Net sales rose to $405bn (€298.3bn; £259.87bn) in 2009, of which over $100bn was generated from markets outside of the US, the first time this milestone has been reached in the firm's history.
The discounter also posted profits of $4.5bn for the fourth quarter, with revenue of $113.65bn, with the latter figure falling slightly below initial estimates.
Wal-Mart has added 34m square feet of selling space to its store network over the past year.
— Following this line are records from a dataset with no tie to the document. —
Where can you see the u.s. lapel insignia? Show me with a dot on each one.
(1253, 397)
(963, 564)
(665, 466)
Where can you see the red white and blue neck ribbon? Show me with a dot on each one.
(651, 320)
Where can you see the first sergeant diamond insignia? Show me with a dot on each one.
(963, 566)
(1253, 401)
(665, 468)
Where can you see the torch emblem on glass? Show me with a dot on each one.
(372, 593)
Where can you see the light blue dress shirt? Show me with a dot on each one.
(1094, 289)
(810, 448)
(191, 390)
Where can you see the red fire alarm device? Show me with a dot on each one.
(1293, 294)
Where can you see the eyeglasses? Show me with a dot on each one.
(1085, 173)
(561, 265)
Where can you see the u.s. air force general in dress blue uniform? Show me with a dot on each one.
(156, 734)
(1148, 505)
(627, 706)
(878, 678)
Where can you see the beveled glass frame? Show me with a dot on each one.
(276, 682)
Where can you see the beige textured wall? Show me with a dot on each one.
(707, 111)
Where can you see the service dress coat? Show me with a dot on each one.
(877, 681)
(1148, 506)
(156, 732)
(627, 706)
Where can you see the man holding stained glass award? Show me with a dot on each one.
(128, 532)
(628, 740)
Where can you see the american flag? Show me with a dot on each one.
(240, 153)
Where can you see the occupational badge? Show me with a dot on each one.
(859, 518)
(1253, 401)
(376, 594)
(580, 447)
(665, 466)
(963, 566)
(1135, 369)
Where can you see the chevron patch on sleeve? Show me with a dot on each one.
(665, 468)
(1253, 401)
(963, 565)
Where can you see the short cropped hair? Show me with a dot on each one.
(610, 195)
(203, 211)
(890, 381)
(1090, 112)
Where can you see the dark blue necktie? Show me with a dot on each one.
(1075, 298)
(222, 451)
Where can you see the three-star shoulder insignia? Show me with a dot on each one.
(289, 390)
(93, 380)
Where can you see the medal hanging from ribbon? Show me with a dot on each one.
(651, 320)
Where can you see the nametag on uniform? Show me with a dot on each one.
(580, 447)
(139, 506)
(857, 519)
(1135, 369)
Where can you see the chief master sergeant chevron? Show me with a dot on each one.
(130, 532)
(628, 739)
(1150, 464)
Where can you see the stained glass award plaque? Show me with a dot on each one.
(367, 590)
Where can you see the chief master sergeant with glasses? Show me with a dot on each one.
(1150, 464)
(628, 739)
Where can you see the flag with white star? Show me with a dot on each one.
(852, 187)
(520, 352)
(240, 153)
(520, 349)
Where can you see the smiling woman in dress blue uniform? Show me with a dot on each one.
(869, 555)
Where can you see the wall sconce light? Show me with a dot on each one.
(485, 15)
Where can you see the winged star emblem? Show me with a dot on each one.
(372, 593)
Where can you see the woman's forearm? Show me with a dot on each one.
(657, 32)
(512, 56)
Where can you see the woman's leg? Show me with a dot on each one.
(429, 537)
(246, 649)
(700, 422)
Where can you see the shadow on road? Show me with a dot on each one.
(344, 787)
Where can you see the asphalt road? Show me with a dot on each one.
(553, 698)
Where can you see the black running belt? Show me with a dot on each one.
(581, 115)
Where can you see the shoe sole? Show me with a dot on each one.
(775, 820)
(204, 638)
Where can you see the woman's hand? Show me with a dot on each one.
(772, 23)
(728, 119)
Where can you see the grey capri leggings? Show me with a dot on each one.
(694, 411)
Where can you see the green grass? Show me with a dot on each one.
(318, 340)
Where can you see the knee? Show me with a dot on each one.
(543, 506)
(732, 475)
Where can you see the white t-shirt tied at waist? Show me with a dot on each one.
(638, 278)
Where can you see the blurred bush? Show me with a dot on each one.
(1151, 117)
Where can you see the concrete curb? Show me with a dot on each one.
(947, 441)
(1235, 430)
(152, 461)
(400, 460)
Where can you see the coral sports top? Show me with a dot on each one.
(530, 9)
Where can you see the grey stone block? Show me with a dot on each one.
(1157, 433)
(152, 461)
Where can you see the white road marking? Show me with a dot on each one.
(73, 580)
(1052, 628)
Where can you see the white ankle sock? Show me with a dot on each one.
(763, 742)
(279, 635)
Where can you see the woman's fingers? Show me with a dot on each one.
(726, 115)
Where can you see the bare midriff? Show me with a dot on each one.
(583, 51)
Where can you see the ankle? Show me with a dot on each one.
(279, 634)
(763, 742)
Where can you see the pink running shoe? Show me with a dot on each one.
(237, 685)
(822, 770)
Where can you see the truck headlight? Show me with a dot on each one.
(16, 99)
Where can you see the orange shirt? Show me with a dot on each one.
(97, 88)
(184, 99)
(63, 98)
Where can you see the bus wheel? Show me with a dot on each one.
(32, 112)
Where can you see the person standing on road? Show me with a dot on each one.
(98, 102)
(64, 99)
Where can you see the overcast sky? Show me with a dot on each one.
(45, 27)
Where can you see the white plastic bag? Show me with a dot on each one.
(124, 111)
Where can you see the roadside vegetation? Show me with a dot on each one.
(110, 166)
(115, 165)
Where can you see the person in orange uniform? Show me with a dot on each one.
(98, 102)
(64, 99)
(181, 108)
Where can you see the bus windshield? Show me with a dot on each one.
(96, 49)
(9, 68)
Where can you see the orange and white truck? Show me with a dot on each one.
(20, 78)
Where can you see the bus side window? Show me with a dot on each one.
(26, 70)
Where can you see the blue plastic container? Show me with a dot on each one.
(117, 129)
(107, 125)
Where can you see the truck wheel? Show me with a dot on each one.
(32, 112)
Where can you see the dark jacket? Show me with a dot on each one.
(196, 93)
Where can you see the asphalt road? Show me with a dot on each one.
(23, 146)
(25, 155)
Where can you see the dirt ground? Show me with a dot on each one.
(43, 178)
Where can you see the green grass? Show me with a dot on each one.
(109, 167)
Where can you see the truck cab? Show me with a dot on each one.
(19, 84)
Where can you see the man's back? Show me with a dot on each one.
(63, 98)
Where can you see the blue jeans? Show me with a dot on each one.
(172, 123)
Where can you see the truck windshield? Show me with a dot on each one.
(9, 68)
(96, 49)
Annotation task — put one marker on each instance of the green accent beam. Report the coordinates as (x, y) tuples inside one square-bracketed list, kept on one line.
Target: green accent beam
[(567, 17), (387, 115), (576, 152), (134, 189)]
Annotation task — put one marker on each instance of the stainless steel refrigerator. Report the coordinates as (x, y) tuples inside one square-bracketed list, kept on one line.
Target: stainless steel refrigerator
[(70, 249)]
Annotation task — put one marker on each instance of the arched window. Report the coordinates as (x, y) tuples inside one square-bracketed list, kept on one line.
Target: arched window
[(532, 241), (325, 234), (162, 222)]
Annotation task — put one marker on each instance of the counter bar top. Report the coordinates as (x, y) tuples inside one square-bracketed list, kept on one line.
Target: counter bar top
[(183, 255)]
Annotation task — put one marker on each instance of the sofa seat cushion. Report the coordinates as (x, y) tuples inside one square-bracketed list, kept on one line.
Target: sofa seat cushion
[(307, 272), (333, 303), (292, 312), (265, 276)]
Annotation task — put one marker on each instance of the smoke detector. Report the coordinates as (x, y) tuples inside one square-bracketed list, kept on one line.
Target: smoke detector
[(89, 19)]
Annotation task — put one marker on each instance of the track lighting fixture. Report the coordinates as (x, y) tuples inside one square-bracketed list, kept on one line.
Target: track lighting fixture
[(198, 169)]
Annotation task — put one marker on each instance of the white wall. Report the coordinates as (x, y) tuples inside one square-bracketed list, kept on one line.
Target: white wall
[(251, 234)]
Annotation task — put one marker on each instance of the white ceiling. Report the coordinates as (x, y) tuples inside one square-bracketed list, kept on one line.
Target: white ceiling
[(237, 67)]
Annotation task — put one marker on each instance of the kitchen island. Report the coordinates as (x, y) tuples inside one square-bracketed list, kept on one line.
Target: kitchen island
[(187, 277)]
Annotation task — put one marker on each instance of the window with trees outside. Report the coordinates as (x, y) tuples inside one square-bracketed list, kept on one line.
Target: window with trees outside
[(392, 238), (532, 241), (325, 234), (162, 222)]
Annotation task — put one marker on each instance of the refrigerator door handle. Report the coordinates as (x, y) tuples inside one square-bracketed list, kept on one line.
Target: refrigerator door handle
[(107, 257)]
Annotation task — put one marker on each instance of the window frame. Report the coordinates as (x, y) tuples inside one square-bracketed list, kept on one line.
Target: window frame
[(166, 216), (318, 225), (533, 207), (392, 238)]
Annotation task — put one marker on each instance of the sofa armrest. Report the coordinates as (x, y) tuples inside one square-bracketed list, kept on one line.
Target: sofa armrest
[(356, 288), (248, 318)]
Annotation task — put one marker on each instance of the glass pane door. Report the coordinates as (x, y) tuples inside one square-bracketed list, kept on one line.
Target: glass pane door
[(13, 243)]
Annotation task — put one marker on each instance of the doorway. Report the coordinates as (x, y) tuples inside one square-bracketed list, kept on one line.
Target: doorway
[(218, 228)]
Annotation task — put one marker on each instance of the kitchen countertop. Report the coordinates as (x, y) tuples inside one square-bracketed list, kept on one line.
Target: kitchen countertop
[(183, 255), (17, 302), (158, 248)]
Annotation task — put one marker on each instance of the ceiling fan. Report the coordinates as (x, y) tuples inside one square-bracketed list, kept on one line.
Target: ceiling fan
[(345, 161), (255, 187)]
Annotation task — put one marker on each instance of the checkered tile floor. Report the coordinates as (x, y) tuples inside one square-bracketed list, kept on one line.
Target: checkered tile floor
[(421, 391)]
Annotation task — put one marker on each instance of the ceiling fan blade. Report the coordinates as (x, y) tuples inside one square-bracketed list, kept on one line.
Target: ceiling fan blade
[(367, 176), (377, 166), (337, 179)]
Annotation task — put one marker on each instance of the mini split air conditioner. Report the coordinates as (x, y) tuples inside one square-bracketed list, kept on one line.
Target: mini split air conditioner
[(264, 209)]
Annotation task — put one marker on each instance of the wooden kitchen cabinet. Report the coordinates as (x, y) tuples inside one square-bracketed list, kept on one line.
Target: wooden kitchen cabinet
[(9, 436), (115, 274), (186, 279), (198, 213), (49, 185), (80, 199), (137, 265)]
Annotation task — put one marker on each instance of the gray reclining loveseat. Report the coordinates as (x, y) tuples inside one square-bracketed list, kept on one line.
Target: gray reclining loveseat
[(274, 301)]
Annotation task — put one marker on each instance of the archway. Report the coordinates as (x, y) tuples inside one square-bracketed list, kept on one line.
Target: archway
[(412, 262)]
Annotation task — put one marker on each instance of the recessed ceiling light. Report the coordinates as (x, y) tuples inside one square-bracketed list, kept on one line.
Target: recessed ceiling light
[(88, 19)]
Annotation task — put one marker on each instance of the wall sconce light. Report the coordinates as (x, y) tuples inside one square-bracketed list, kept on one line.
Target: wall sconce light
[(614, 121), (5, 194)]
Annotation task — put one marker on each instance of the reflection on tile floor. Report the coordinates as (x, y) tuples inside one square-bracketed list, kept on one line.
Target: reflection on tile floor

However, like-for-like US sales registered an annual decline of 1.6% in this period, due in part to falling grocery prices.
Mike Duke, Wal-Mart president and ceo, said: "We expect continued strong growth from International this fiscal year.
"US sales will be more challenging in the first quarter, as Wal-Mart US cycles through strong year-over-year comparisons and deflation."
The firm has been pursuing a productivity loop policy, a strategy that involves driving down costs, enabling it to reduce prices, thereby increasing sales, and, eventually, profits.
It also cut prices over the 2009 holiday season, with heavily-promoted targeted discounts for CDs, DVDs and video games being rolled out on a weekly basis in the run-up to Christmas.
"We successfully shifted the productivity loop into higher gear," Duke claimed.
"The diligent way we managed our businesses and tight control of our costs resulted in the company leveraging operating expenses for the fourth quarter."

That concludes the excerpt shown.